Artist HannahJoy Pheasant is bringing a new tree to the Homestead National Monument of America.

But this tree doesn't have traditional leaves or bark. Instead, it will be a sculpture made out of old tools and pieces of farm machinery, like gears, tractor seats, pitchfork tines, shovels, chisels and rakes.

Pheasant is the current artist-in-residence at Homestead, which is located about four miles west of Beatrice, Neb.
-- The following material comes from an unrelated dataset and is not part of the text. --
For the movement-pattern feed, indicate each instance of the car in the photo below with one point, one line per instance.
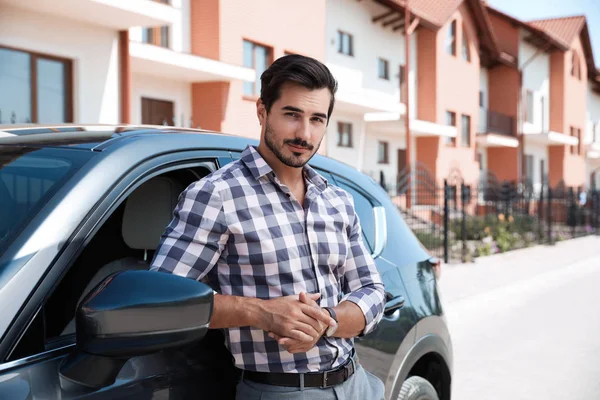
(82, 209)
This is the fifth year of the artist program.

In it, artists partner with the national monument during their residency period, which can last from two weeks to three months.

Pheasant, of West Lafayette, Ind., is the third of six artists who were selected this year.

“We are excited to welcome such talented artists to live and work with us this year,” Homestead's superintendent, Mark Engler, said in a release.

The 2013 theme is “Year of the Homesteader.” Pheasant will incorporate the theme into her tree by welding symbols with traditional farm tools to represent elements of the homesteading story.

Pheasant is accepting pieces of farm machinery and old tools less than 4 feet long until Tuesday. The parts do not need to be in working condition.

From noon to 3 p.m. Thursday through Saturday, the public can watch Pheasant work on the piece. She will present a program explaining her love of art and the tree's symbolism on Aug. 18 at 2 p.m.

“The visitor's involvement is what will make this sculpted tree embody its goals of commemorating and connecting the past and the present at Homestead,” Pheasant said in a release.

The tree will be completed by Aug. 19.